= Language resource =

Linguistic material used for various types of language research and processing

In linguistics and language technology, a language resource is a "[composition] of linguistic material used in the construction, improvement and/or evaluation of language processing applications, (...) in language and language-mediated research studies and applications."

According to Bird & Simons (2003), this includes

1. data, i.e. "any information that documents or describes a language, such as a published monograph, a computer data file, or even a shoebox full of handwritten index cards. The information could range in content from unanalyzed sound recordings to fully transcribed and annotated texts to a complete descriptive grammar",
2. tools, i.e., "computational resources that facilitate creating, viewing, querying, or otherwise using language data", and
3. advice, i.e., "any information about what data sources are reliable, what tools are appropriate in a given situation, what practices to follow when creating new data". The latter aspect is usually referred to as "best practices" or "(community) standards".

In a narrower sense, language resource is specifically applied to resources that are available in digital form, and then, "encompassing (a) data sets (textual, multimodal/multimedia and lexical data, grammars, language models, etc.) in machine readable form, and (b) tools/technologies/services used for their processing and management".

== Typology ==
As of May 2020, no widely used standard typology of language resources has been established (current proposals include the LREMap, METASHARE, and, for data, the LLOD classification).
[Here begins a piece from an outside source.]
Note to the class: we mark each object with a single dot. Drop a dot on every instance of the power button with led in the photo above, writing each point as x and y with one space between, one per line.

Important classes of language resources include

1. data
  1. lexical resources, e.g., machine-readable dictionaries,
  2. linguistic corpora, i.e., digital collections of natural language data,
  3. linguistic data bases such as the Cross-Linguistic Linked Data collection,
2. tools
  1. linguistic annotations and tools for creating such annotations in a manual or semiautomated fashion (e.g., tools for annotating interlinear glossed text such as Toolbox and FLEx, or other language documentation tools),
  2. applications for search and retrieval over such data (corpus management systems), for automated annotation (part-of-speech tagging, syntactic parsing, semantic parsing, etc.),
3. metadata and vocabularies
  1. vocabularies, repositories of linguistic terminology and language metadata, e.g., MetaShare (for language resource metadata), the ISO 12620 data category registry (for linguistic features, data structures and annotations within a language resource), or the Glottolog database (identifiers for language varieties and bibliographical database).

== Language resource publication, dissemination and creation ==
A major concern of the language resource community has been to develop infrastructures and platforms to present, discuss and disseminate language resources. Selected contributions in this regard include:
- a series of International Conferences on Language Resources and Evaluation (LREC),
- the European Language Resources Association (ELRA, EU-based), and the Linguistic Data Consortium (LDC, US-based), which represent commercial hosting and dissemination platforms for language resources,
- the Open Languages Archives Community (OLAC), which provides and aggregates language resource metadata,
- the Language Resources and Evaluation Journal (LREJ),
- the European Language Grid is a European platform for language technologies (eg services), data and resources.

As for the development of standards and best practices for language resources, these are subject of several community groups and standardization efforts, including
- ISO Technical Committee 37: Terminology and other language and content resources (ISO/TC 37), developing standards for all aspects of language resources,
- W3C Community Group Best Practices for Multilingual Linked Open Data (BPMLOD), working on best practice recommendations for publishing language resources as Linked Data or in RDF,
- W3C Community Group Linked Data for Language Technology (LD4LT), working on linguistic annotations on the web and language resource metadata,
- W3C Community Group Ontology-Lexica (OntoLex), working on lexical resources,
- the Open Linguistics working group of the Open Knowledge Foundation, working on conventions for publishing and linking open language resources, developing the Linguistic Linked Open Data cloud,
- the Text Encoding Initiative (TEI), working on XML-based specifications for language resources and digitally edited text.